Catching up on emails. Taking personal calls. Surfing the web. According to Americans, these are all reasons for skipping lunch at the office.
More than 2 in 5 report taking a lunch break that’s 30 minutes or less and 29% work through their lunch break entirely.
March is National Nutrition Month and also the perfect time to get your lunch game back on top. Eating lunch is necessary for our health (and sanity).
But what do you pack in your grown-up lunchbox? For starters, your meal should contain at least two of the following food groups:
– Lean protein
– Complex carbohydrates
– Low-fat or nonfat dairy
Try one of these three easy lunches — no culinary expertise required! Before you get busy cooking, take note of our ingredient superstars.
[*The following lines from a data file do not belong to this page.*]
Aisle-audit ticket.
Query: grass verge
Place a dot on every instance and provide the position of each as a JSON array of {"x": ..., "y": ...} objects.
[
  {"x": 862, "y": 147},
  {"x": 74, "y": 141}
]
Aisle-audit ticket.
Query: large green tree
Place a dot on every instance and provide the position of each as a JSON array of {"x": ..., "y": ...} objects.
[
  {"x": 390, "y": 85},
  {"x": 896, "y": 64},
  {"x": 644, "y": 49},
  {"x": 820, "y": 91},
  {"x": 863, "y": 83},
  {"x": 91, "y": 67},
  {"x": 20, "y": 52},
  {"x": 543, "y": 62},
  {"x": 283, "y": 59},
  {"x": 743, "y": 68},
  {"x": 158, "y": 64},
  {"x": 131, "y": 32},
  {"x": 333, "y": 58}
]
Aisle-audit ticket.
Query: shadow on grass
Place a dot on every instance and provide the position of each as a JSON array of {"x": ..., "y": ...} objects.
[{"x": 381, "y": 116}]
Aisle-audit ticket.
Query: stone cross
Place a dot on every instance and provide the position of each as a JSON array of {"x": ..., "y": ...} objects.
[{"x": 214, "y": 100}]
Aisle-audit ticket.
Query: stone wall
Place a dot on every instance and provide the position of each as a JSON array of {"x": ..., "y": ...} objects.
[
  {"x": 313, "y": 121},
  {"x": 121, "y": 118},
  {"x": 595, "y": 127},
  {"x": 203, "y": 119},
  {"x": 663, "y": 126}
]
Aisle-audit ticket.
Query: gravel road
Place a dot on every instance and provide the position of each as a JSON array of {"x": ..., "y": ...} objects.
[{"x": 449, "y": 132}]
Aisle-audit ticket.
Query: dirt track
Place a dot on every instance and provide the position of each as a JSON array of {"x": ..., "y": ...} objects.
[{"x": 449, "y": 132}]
Zesty Shrimp and Black Bean Salad
Protein Power: Shrimp, black beans
VIP Vegetables: Bell Pepper, cherry tomatoes
Compelling Carbohydrate: Whole wheat tortilla
Famous Fruit: Watermelon
Dynamic Dairy: Feta
Asian Chopped Kale Salad
Protein Power: Edamame, avocado
VIP Vegetables: Kale, snow peas
In case of emergency, stash some of these smart snacks in your office drawer:
– Whole grain crackers
– Peanut butter
– Crunchy veggies and hummus
– Apples and bananas
Hopefully now you won’t think twice about skipping meal #2. A nutrient-rich lunch is sure to keep you smiling wide until dinnertime.